Bindrune Recordings has become the de facto imprint for rustic and largely original sounds within the black and doom metal spectrums, from the more minimal and ritual (Blood of the Black Owl), to the Midwestern dalliances of Shroud of Despondency or Obsequiae; even spanning the ocean to the glorious traditional charge of British Wodensthrone. Falls of Rauros would not be the first time the label has visited the backwoods of New England, having released the full-length debut of New Hampshire's Cold Northern Vengeance a few years back. But they now expand this Northeastern grasp to the temperate mountains and forestry of beautiful Maine, with The Light That Dwells in Rotten Wood, an effort appropriately nurtured into the North Appalachian climate and wilderness.

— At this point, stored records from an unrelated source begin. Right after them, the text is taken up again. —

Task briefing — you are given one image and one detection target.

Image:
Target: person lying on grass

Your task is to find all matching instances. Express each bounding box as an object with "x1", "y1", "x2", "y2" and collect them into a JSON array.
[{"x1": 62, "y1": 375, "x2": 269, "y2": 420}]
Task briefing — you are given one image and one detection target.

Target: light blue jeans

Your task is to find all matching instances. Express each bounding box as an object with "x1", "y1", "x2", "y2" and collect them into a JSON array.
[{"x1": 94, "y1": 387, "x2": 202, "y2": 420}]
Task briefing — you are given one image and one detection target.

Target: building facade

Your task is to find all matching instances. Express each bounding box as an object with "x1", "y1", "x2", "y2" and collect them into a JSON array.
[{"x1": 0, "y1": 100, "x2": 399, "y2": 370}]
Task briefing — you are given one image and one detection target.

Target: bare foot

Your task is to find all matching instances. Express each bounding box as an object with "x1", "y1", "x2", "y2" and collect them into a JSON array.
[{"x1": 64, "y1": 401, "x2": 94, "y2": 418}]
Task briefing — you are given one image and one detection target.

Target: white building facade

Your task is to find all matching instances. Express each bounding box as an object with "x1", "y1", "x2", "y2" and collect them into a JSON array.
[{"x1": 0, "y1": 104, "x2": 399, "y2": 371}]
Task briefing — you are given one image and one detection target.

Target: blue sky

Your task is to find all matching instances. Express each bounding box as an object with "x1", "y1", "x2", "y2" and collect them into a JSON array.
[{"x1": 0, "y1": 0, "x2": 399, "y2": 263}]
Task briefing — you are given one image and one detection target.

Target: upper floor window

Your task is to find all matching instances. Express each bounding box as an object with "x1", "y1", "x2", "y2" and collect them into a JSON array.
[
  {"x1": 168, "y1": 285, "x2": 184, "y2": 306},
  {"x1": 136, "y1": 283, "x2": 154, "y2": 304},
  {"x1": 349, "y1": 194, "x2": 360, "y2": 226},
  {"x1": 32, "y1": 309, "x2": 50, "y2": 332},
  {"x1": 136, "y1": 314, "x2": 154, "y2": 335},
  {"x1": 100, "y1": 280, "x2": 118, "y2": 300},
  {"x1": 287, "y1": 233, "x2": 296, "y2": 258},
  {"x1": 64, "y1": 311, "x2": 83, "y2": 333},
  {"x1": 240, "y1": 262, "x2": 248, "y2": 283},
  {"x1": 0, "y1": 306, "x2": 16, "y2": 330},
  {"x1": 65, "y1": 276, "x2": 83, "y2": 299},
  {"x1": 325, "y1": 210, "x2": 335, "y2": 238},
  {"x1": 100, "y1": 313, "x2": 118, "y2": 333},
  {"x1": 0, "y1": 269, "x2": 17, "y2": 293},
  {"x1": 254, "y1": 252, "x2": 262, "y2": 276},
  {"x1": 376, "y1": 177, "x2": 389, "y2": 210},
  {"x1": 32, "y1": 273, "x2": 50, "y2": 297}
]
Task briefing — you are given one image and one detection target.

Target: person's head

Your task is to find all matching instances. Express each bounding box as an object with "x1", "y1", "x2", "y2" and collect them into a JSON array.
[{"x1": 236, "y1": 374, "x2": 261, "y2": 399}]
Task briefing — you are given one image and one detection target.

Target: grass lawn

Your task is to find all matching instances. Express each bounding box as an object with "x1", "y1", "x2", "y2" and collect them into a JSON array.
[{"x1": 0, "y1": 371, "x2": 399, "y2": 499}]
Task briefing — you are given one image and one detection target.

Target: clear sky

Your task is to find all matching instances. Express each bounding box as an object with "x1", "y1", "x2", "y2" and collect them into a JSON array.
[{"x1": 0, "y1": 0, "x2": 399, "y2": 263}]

As this is a folk/black metal hybrid, acoustics play an important role, and to be truthful they also provide some of my favorite moments on the album. Brooding, lower ranged patterns are spiced up with sullen ambiance of the "Nonesuch River Chant" or the tempered grace of closer "The Cormorants Shiver on their Rocks", but they're also interspersed with longer pieces "Awaiting the Fire or Flood that Awakes It" or the primal river-flow of "Silence". These are fused with a powerfully produced wall of polished distortion and sailing, sorrowborn melodies that are at heart simple, but effective enough for the emotional needs of the listener; and a long, drawn vocal snarl that focuses on the quality of its internal pains rather than a quantity of syllabic throughput. The two centerpieces ("Banished", "Awaiting the Fire or Flood...") do suffer from a sense of bloat, but they're coherent enough and sequenced through enough mild shifts in tempo that one never becomes exceedingly bored when listening.
The album also sounds enormous, not hidden in the caverns or hollows of the landscape like a recluse, but straight in your face like a rush of autumn winds beating at the tree-line. There are numerous periods of errant despair contrasted with passionate swells, almost as if this record were an arboreal tide, a gray and green lattice of the Earth's sadness, wept out through the centuries of blood and loss. That said, I can't say that the metallic tracks here were exceedingly memorable or immersive enough that I'd continue to return to the album's coniferous eaves. I rather enjoyed the acoustics more than the distorted riffs, and though the vocals pulled their weight of lamentation, I felt that the writing (especially the longer tracks) was predictable and passable in spots. Nonetheless, this is still a decent record, obvious effort was expended in its creation, and fans of the Bindrune roster or the territorially opposite Cascadian black metal scene will find something rich and familiar here.